Papa Francesco ai giovani del Messico: “Voi siete la ricchezza!”

Di Patricia Lolli

Ciudad Juárez. Sì, Francesco, in terra messicana, dove molta coltivazione ha la finalità del narcotraffico, si rivolge direttamente ai giovani e dice “Siete ricchezza! Non dico speranza, ma
ricchezza!“.
In un Paese di 31 Stati e un Distretto Federale, in cui la trasformazione urge incessante e dove la media dell’età della popolazione pari a 28 anni induce a credere che fra i giovani possa nascere la spinta per il cambiamento.
Proprio quei giovani che, insieme ai vecchi, sono anche la parte più ricattabile della società. Arrendevolezza e necessità degli anni, nei vecchi, inesperienza e illusioni indotte, non vere speranze, per i giovani, attirabili come falene.
L’esortazione ai giovani, il 16 febbraio nello stadio José Maria Morelos y Pavón, di non lasciarsi gestire come prede. Per gli anziani, il 15, nell’incontro con le comunità indigene al centro sportivo municipale San Cristóbal de Las Casas, nel Chapas e soprattutto nell’incontro con le famiglie, nello stadio Victor Manuel Reywa della capitale Tuxtla Gutierrez, l’invito è di rappresentare la roccia dei buoni ricordi a cui potersi attaccare.

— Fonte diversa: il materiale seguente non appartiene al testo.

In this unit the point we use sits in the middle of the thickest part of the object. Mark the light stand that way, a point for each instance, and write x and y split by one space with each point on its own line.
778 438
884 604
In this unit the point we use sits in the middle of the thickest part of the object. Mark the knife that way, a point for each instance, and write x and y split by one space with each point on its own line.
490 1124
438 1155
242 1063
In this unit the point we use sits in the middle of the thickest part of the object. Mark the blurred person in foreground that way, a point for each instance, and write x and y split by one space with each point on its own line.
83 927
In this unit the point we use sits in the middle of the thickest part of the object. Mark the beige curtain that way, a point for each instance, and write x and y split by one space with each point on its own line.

Sapendo bene che tutto ciò è anche estremamente difficile, se neppure il minimo è garantito, se la povertà e il degrado costituiscono un brodo dove la malavita alligna e si moltiplica. Tutto ciò valido per ogni dove nel mondo, ma qui tanto più se l’ogni e il dove sono il “per lo più”.

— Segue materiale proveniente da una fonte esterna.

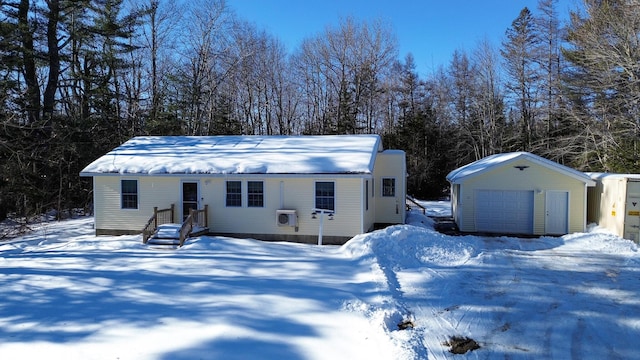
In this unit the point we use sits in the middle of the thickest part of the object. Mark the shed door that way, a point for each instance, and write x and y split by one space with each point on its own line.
504 211
632 211
557 212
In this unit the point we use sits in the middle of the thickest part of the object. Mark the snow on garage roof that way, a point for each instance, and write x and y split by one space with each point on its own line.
485 164
322 154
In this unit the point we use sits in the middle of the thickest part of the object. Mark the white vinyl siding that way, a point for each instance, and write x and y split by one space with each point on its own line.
255 194
504 211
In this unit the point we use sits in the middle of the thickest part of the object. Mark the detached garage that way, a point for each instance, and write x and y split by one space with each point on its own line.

E la prima forte esortazione, ricordando il 13 nella Cattedrale della capitale le parole dell’Epapa-francesco-11sodo, è per i vescovi del Messico, passato il tempo dell’abolizione ufficiale delle religioni, che ora risulta comunque per il 90% di fede cattolica: “Non riponete la fiducia nei carri e nei cavalli dei nuovi faraoni”. Per tutti i sacerdoti, i religiosi e i consacrati, il 16 a Morelia, capitale del Michoacan, nello stadio Venustiano Carranza, il no alla rassegnazione. “Non siamo né vogliamo essere dei funzionari del divino, non siamo né desideriamo mai essere impiegati dell’impresa di Dio”. Ma veri riferimenti, pronti nell’aiuto, dopo ogni caduta.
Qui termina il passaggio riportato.